Amed, Davamızın Zaferini Kutlayacağımız Mekandır
Bu defa yolculuk Amed’eydi. Amed tüm Kürt halkının hayallerindeki ortak nokta…Orası, Sur’larında Önderlik ile buluşulacak ve zaferin kutlanacağı mekân. Orası mahşeri kitlelerin tek yürek olduğu, tek ses olduğu mekân. Orası Ortadoğu’nun kalbi ve asırlar boyu süren özgürlük susuzluğunu aştıracak olan akarsu kaynağı. Amed, Medlerin olan, bizim olan toprak ve Amed Doza’nın davasını yürüttüğü ülkesinin başkenti… Doza Arkadaş büyük bir coşkuyla adım adım dağları arşınlayarak gittiği Amed alanında Eyalet Komutanlığı düzeyinde sorumluluk üstlendi. Hiçbir ayrım yapmadan bölgedeki her türlü pratik çalışmadan tutalım yanındaki arkadaşların eğitimine kadar her şeyde sorumlu bir yaklaşım gösterdi. Çevresi için bir çözüm merkezi olabilmeyi başarabilen Doza Arkadaş, doğal otoritesiyle genç arkadaşları için hep örnek bir duruşun sahibi oldu. Her gece Amed Surları’ndaki mahşeri zafer buluşmasının hayaliyle uyuyup her güne, davası adına verdiği sözlerle uyandı.

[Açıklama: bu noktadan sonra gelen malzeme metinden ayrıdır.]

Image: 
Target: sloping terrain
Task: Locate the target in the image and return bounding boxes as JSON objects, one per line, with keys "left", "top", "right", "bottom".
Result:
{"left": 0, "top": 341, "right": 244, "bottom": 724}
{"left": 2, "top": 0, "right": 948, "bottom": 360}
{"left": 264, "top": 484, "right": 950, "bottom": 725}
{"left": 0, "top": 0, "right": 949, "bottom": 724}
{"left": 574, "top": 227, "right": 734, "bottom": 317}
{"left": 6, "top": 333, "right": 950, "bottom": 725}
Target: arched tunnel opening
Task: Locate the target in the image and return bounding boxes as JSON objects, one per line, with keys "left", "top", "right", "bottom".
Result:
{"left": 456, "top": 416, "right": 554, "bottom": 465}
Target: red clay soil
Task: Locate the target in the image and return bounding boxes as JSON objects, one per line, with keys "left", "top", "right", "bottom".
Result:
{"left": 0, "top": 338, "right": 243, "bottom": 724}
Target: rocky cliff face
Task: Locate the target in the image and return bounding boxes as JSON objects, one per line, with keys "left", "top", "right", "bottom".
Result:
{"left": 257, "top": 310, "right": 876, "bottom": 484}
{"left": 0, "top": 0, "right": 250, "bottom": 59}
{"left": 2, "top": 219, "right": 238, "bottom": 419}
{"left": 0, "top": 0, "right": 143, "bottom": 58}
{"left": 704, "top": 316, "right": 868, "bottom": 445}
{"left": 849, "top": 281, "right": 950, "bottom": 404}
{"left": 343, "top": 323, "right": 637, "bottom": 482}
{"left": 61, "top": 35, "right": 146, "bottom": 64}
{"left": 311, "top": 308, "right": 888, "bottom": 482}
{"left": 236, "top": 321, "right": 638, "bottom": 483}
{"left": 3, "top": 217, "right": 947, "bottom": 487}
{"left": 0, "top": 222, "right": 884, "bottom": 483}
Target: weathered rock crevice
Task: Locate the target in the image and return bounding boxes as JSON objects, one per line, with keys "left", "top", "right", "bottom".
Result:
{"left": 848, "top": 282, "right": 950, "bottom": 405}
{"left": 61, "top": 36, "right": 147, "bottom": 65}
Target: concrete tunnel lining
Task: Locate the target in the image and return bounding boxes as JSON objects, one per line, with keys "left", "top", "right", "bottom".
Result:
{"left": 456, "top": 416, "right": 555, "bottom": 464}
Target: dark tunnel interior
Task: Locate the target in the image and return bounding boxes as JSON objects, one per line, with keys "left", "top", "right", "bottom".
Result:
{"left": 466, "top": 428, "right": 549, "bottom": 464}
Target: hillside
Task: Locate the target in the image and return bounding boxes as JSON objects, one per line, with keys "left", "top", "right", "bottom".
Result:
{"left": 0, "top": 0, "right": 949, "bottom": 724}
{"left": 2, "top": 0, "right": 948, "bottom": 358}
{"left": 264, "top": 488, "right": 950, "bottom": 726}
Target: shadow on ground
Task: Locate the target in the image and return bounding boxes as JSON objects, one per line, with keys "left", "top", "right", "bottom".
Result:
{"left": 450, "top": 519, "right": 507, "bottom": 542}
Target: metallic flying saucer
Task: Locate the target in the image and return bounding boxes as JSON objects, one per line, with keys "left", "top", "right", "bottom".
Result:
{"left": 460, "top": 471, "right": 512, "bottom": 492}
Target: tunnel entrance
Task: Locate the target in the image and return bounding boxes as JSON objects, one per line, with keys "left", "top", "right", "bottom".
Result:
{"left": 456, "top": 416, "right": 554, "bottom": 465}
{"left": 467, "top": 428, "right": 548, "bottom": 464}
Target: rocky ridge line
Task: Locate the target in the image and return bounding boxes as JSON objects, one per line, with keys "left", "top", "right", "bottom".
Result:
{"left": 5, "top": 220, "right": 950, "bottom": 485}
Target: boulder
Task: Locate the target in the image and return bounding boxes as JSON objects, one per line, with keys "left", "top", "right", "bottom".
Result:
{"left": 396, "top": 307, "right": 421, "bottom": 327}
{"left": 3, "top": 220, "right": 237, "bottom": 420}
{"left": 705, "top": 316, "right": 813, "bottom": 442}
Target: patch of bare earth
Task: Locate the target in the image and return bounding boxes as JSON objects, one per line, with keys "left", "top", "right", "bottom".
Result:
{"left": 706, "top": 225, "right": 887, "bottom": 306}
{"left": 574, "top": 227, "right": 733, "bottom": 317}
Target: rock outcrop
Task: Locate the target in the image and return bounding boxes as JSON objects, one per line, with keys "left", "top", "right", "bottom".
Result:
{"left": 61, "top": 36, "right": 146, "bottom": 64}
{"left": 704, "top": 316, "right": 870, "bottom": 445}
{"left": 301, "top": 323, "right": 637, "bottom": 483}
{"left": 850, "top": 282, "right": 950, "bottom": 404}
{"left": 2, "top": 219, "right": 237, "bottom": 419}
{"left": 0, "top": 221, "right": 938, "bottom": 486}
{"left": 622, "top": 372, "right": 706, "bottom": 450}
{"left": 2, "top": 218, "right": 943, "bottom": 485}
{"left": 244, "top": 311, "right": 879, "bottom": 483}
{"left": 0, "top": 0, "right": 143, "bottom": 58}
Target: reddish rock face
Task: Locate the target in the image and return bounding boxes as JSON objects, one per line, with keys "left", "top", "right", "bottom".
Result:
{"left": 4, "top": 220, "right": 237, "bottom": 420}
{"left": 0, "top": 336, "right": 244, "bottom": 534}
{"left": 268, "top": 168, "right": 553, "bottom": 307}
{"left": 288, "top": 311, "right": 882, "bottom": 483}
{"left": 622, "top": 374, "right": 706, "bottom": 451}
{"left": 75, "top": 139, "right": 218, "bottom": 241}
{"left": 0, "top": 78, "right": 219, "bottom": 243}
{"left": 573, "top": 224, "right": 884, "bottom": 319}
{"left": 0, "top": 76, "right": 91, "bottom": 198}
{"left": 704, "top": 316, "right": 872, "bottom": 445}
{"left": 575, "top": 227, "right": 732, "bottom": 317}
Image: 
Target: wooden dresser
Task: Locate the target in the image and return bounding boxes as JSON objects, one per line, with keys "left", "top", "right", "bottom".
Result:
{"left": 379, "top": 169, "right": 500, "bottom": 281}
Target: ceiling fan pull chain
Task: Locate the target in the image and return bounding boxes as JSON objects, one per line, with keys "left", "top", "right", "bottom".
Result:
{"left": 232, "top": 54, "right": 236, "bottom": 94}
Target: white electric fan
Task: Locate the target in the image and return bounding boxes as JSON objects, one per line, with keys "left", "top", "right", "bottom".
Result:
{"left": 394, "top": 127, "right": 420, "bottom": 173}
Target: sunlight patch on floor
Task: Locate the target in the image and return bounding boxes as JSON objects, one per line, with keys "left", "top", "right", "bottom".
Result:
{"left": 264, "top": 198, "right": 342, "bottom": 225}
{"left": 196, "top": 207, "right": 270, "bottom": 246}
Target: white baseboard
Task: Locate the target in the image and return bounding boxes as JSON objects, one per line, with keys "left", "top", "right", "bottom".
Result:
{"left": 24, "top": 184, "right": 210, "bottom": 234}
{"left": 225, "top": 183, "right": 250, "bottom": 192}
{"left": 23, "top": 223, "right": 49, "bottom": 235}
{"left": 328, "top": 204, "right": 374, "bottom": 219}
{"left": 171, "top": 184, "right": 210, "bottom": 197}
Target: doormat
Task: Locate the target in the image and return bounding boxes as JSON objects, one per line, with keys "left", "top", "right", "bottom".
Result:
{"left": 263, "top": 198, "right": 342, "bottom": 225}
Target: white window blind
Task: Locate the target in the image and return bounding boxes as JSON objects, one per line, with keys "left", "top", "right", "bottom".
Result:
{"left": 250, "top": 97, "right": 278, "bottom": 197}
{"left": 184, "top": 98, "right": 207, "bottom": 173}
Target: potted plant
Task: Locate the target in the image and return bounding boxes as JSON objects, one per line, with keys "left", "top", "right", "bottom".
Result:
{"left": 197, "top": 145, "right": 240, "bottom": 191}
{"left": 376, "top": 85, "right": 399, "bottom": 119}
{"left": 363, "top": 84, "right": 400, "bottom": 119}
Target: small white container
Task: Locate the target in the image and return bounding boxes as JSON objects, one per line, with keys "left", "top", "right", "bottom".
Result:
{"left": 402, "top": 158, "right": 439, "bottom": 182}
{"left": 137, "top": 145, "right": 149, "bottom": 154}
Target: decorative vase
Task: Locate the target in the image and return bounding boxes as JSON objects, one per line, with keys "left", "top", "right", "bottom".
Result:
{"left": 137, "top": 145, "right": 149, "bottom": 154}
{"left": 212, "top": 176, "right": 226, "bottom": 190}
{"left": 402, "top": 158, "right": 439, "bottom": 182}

24 Kasım 2016 tarihinde düşmanla yaşanan çatışmada son mermisine kadar savaşan Doza Arkadaş 6 yoldaşıyla beraber kahramanca şehadete ulaştı. 33 yıllık ömrüne 20 yıllık amansız savaşlar ve büyük başarılar sığdıran Doza Arkadaş, Kürt Kadın Mücadelesi için unutulmaz öncülerden oldu. İlkesel duruşuyla tüm yoldaşlarının yüreğini fetheden Doza Arkadaş hiçbir engel tanımayan engin bir irade timsali oldu. O tüm varlığını adadığı davanın adı oldu. Doza Welat, emeği, çabası ve duruşuyla özgürlük savaşını bir adım daha zafere taşıdı.